Life took its course and he remained a teacher and still teaches in a prime institution. I left my comfortable, pensionable post as I had felt stifled. Family obligations saw me criss-crossing the planet and it was only a few years back that I set roots and felt I had reached my destination.

The last time we met, we only knew one side of the invisble divide that fractures our country and conjured the other the way we wanted to see it. But this time it was different, I had crossed the line and experienced first hand what reality was, seeing each and every of my preconceived notions being blown to pieces, and re-looking at the very issues we had debated upon with new eyes.

It took me but a few minutes to get to my pet subject and talk about my dream of seeing the children of India grow together, side by side, without any labels stuck to their foreheads, taking time to build their own. Somehow I had expected T to agree to what I said. I was astonished to see his reaction and stunned when he mentioned public-private partnership in education.

A pall was cast on what had started as a happy meeting. We fumbled through the next few minutes and bid farewell. For a long time I sat in silence wondering what had happened in those years to change things between us. Why was it that felt so deeply about bridging gaps whereas all others be it politicians, educationists and so forth maintained that solutions lay in widening the gap. Had history past and recent not given us sufficient proof of how the very fabric of our society was getting destroyed by the multitude of divisive policies we were following leaving far behind the ‘we the people of India..’ of our Constitution?

T’s reaction was disturbing as I knew that he was intrinsically a good person, truly wanting to see change. He taught the best minds and thus could impart new ideas and ideologies were he to believe in them. Then why a total rejection of a common school idea. And why on the other hand was my belief strengthened each and every day. What had happened to both of us who started much in the same way?

Maybe it was the fact that I had experienced the other side, or was it that time was not yet ripe, that our social baggage was so heavy that we were still not ready to accept our children rubbing shoulders with ‘their’ kids!

All these questions plagued me all day along.
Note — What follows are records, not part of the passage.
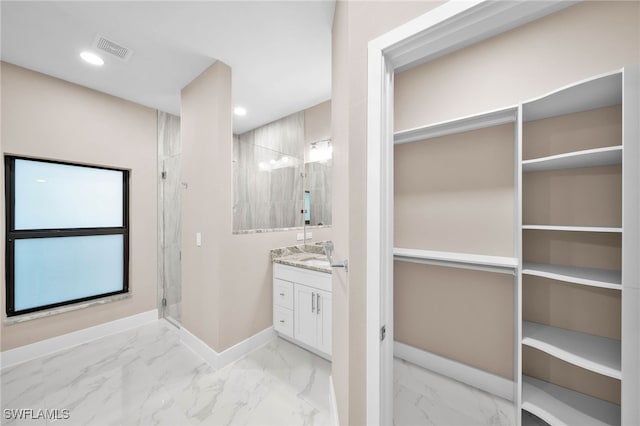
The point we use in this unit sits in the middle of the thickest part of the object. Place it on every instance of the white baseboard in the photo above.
(229, 355)
(48, 346)
(464, 373)
(333, 402)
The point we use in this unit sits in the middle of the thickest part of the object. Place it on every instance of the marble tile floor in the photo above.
(146, 376)
(422, 397)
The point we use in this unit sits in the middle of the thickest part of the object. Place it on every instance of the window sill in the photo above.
(63, 309)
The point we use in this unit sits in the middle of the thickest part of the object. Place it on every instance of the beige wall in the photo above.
(44, 117)
(460, 314)
(227, 282)
(581, 41)
(456, 193)
(355, 24)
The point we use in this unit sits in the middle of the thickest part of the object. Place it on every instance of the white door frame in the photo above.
(445, 29)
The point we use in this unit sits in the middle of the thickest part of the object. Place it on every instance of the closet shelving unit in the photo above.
(601, 355)
(470, 123)
(458, 254)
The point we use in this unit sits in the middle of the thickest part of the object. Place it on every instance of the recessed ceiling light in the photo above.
(92, 58)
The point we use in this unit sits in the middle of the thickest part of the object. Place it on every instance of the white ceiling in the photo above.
(279, 51)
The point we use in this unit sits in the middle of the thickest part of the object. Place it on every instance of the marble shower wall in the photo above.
(169, 214)
(318, 182)
(267, 181)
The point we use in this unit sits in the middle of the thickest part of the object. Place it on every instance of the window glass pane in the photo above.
(52, 196)
(53, 270)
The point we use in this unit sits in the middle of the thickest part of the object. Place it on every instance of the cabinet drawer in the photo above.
(283, 320)
(283, 293)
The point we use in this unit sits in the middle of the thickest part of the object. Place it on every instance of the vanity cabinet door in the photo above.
(323, 311)
(305, 323)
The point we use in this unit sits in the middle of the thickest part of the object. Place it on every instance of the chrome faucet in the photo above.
(328, 251)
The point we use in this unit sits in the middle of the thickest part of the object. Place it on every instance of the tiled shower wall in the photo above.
(267, 181)
(318, 183)
(169, 214)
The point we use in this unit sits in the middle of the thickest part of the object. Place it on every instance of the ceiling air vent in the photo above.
(112, 48)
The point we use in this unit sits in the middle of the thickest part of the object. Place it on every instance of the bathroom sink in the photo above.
(315, 261)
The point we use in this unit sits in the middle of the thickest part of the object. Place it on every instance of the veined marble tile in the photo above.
(22, 389)
(146, 376)
(425, 397)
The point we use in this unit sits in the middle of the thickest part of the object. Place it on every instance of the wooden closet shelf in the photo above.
(607, 156)
(457, 260)
(611, 229)
(560, 406)
(598, 354)
(604, 278)
(459, 125)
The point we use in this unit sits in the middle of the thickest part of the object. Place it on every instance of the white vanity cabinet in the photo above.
(302, 307)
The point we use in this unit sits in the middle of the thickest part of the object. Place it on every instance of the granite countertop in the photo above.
(308, 256)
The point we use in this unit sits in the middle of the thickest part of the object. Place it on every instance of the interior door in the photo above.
(323, 309)
(305, 314)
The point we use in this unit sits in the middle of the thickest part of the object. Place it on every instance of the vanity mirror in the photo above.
(282, 173)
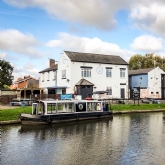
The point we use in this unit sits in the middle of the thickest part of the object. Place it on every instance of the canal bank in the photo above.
(128, 139)
(114, 113)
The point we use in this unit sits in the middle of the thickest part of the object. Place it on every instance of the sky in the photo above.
(33, 31)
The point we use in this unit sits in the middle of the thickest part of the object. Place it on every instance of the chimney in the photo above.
(51, 62)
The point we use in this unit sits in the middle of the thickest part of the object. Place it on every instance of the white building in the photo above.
(150, 81)
(83, 73)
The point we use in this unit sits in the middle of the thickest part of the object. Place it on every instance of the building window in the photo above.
(122, 72)
(54, 75)
(64, 91)
(48, 76)
(108, 72)
(85, 72)
(109, 90)
(42, 77)
(63, 73)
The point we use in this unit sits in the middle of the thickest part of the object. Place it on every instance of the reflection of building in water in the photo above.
(120, 130)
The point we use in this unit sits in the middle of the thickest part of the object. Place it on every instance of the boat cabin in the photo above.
(68, 106)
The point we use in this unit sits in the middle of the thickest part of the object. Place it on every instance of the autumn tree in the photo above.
(6, 77)
(148, 61)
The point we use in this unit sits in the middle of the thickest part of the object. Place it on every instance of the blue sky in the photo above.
(33, 31)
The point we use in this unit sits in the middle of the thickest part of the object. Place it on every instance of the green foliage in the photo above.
(6, 77)
(148, 61)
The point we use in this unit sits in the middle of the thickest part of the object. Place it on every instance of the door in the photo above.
(122, 92)
(85, 90)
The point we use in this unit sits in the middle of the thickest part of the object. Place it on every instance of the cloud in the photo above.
(147, 43)
(94, 45)
(3, 55)
(149, 16)
(99, 14)
(15, 41)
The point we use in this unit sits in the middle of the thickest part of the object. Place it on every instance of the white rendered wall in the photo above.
(154, 83)
(100, 81)
(47, 80)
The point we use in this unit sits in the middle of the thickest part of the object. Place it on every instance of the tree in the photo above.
(148, 61)
(6, 77)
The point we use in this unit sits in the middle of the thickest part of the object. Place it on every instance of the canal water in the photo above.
(134, 139)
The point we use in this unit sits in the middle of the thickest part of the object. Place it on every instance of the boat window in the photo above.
(51, 108)
(93, 106)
Yet I was to be validated sooner than I thought. The evening news carried the following: the brutal murders of many young children in NOIDA have touched a chord around India. For the first time, residents of NOIDA’s bungalows are now venturing out, offering a helping hand to those who work in their houses.
The year 2006 was a year that saw so many conviction. Now taking the same spirit into 2007, the battle has just begun and so tragic as it is that it’s taken the horrific serial killings to bridge the glaring class divide between an urban slum and a swanky suburban town.(NDTVnews)

Sad that so many innocent lives had to be lost to see this. I wonder how many of the mothers must have sought help when the child disappeared. I can also imagine the reaction of the likes of me who must have offered kind words and maybe money but were unwilling to make that trip to the police station.

But it is not time to cry over what cannot be changed, but celebrate this new beginning and to ensure that this very fragile spark is kept alive. There are so many who can get justice if they have our support and maybe it is a way of redressing a system that has run amok. Filing a simple FIR, as one discovered today, is a nightmare even for an educated person. Simple rights have been usurped by a feudal attitude that sets the rules turning victims into accused.

One has to also ensure that this new found compassion does not become another power game or get hijacked on the way by those waiting in the wings for any cause to espouse to fulfil their own agendas.

I said earlier that maybe the time was not ripe for the elusive common school system. However I want to believe that if people have found it in their heart to reach out to their poorer brethren, then slowly they may also come to accept one day to have their kids share a school bench.

I guess the penny will drop when one comes to understand that in doing so we are not doling out any charity but investing in our own tomorrows.